Yer actual Bill Bailey tells – and joyfully re-enacts – the story of Alfred Russel Wallace, the 'geeky Victorian collector' whom Bill paints as the greatest naturalist of his era in Bill Bailey's Jungle Hero - 8:00 BBC2. Wallace's role in working out how species evolved has been overshadowed by Darwin: each independently came up with the theory of evolution, but Wallace's tireless efforts, collecting tens of thousands of specimens in the islands of what is now Indonesia, have been somewhat sidelined by history. Bill wants him back in the pantheon, so he retraces Wallace’s steps and has fun catching frogs, meeting monkeys and eating toasted dragonflies. You can tell Bill is in his element in this environment, crashing through jungles, wading in rivers, pinning butterflies to boards, and he makes it a delightful programme to watch – with a payload of fascinating history on a neglected hero.

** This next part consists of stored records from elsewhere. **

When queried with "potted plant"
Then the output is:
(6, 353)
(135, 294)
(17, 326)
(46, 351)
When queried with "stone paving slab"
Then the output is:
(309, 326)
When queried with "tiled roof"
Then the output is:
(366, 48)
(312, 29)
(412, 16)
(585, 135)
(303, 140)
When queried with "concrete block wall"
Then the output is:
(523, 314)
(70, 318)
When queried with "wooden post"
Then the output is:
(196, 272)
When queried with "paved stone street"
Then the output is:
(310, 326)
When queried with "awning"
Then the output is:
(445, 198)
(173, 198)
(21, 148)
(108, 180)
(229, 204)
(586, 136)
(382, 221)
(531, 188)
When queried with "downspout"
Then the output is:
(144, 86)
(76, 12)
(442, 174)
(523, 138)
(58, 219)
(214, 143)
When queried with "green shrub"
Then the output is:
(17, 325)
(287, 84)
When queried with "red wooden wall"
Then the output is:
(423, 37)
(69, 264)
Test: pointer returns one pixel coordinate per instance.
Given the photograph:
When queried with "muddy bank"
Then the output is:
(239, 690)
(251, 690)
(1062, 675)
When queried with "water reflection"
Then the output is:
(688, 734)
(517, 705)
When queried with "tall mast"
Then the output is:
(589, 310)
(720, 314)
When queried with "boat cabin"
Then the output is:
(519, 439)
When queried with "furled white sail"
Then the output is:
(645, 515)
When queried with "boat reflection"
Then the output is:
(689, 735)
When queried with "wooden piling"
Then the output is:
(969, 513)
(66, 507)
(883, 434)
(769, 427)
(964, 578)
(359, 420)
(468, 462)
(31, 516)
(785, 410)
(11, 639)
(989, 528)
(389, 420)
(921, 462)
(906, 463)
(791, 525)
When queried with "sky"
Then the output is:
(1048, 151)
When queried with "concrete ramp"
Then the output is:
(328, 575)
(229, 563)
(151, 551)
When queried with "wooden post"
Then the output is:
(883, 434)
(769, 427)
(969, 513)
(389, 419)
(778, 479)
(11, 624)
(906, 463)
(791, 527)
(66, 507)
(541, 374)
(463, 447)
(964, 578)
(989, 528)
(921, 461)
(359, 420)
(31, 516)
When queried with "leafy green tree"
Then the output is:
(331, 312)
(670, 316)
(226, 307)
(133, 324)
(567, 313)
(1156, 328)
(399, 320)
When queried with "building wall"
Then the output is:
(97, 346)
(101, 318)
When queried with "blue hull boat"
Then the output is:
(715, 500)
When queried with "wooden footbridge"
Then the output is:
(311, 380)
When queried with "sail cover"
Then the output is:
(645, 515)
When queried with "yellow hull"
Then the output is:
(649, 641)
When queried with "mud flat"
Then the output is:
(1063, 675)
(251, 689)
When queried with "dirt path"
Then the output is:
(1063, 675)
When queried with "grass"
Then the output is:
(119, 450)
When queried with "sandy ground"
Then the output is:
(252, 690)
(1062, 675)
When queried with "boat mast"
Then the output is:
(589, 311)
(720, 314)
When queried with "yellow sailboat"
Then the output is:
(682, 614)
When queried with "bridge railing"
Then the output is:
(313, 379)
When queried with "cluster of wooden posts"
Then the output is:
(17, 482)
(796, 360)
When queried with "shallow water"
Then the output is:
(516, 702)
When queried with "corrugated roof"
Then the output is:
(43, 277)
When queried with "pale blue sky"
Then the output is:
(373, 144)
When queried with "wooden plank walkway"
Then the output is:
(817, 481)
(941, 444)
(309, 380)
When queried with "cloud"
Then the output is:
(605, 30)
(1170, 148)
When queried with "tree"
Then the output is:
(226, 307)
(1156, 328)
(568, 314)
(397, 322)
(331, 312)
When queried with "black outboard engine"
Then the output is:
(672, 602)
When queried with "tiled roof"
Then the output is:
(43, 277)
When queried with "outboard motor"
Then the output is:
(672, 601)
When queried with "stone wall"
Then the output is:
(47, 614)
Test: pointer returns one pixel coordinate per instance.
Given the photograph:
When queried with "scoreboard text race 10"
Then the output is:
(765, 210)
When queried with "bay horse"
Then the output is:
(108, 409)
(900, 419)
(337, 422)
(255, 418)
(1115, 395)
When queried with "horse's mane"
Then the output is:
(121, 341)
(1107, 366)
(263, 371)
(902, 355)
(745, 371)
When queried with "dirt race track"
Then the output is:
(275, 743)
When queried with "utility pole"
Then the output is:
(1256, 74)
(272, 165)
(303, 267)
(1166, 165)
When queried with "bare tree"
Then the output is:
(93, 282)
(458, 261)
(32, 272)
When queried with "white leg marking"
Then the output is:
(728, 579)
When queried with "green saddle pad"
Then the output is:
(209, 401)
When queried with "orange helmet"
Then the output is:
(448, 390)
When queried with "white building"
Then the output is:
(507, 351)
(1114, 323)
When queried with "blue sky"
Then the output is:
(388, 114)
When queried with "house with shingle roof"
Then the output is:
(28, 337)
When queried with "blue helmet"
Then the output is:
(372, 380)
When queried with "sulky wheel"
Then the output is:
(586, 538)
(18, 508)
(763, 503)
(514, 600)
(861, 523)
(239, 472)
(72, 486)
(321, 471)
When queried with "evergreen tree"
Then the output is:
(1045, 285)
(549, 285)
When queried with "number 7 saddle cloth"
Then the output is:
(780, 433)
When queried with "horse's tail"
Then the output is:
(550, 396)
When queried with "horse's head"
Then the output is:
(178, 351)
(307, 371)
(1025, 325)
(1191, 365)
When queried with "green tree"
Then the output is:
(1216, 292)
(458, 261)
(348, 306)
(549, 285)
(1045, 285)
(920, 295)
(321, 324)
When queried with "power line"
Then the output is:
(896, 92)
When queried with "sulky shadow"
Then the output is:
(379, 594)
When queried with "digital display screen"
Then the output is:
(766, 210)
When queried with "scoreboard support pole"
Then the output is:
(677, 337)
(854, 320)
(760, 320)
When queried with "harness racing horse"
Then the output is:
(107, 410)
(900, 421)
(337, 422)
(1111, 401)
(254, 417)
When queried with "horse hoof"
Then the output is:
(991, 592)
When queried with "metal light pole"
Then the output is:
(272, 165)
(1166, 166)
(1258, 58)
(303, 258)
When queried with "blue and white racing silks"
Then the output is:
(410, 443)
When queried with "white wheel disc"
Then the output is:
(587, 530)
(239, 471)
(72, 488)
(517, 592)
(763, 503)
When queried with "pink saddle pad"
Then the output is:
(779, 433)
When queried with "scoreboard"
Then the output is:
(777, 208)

Young Detective Constable Morse meets his intellectual match when a serial killer haunts the streets of Oxford keeping himself one step ahead of the long arm of the law and leaving cryptic messages to goad the rozzers about their flat-footedness in the latest episode of Endeavour - 8:00 ITV. Did they have serial killers in the 1960s? Well, yes, they did, but did they call them that? Anyway, at first glance, all this shenanigans seems to be the work of a totally deranged lunatic, but the elaborate staging of the crimes suggests method in the obvious madness - and a macabre sharing of the rookie sleuth's developing passion for opera. If Shaun Evans ever gets tired of playing the young Morse, the franchise could happily branch out into The Inspector Fred Thursday Mysteries. As Morse’s world-weary boss, Roger Allam is genuinely terrific, forever in danger of completely stealing the show away from its nominal star. The double act develops nicely in this episode, with Thursday equally good as a benign father figure or as a despairing boss. As Morse offers another insight into the criminal mind, Thursday drawls at him: 'You'd find something suspicious in a saint's sock drawer.' Their challenge is a case right up Morse's alley – musical, cryptic and gruesome. It leads the viewer step-by-step from a woman strangled in a train yard through various operatic twists. It never goes too far, but entices us with a trail of bread crumbs through a mystery that gets better and better as it goes on, testing Morse's character as well as his intellect. And there are haunting snatches of music along the way. Anton Lesser, Sean Rigby and James Bradshaw also feature.

Monday 22 April
After eight weeks of speculation, the Broadchurch village community struggles to come to terms with the truth about the events surrounding Danny Latimer's death, and the revelations threaten to prevent the dead boy from being allowed to rest in peace - 9:00 ITV. A nation of television crime fiction fans - this blogger not least amongst them - who have combed Chris Chibnall's Broadchurch for clues, red herrings and tell-tale signs will be in delicious torment because this is the last episode, when the identity of Danny's killer will, finally, be revealed. Starring, one last time, David Tennant, Olivia Colman, Andrew Buchan, Jodie Whittaker, Arthur Darvill, Vicky McClure and Pauline Quirke. Place your bets now.
Jane Corbin goes undercover to investigate the practices of the nation's Islamic religious courts in tonight's Panorama - 8:30 BBC1 - postponed from last week due to extended coverage of the death of Baroness Thatcher. With some women claiming that they have suffered domestic violence which has been ignored by these councils, the programme asks whether it is time to tackle a parallel legal system that can run counter to British law. Or, you know, not.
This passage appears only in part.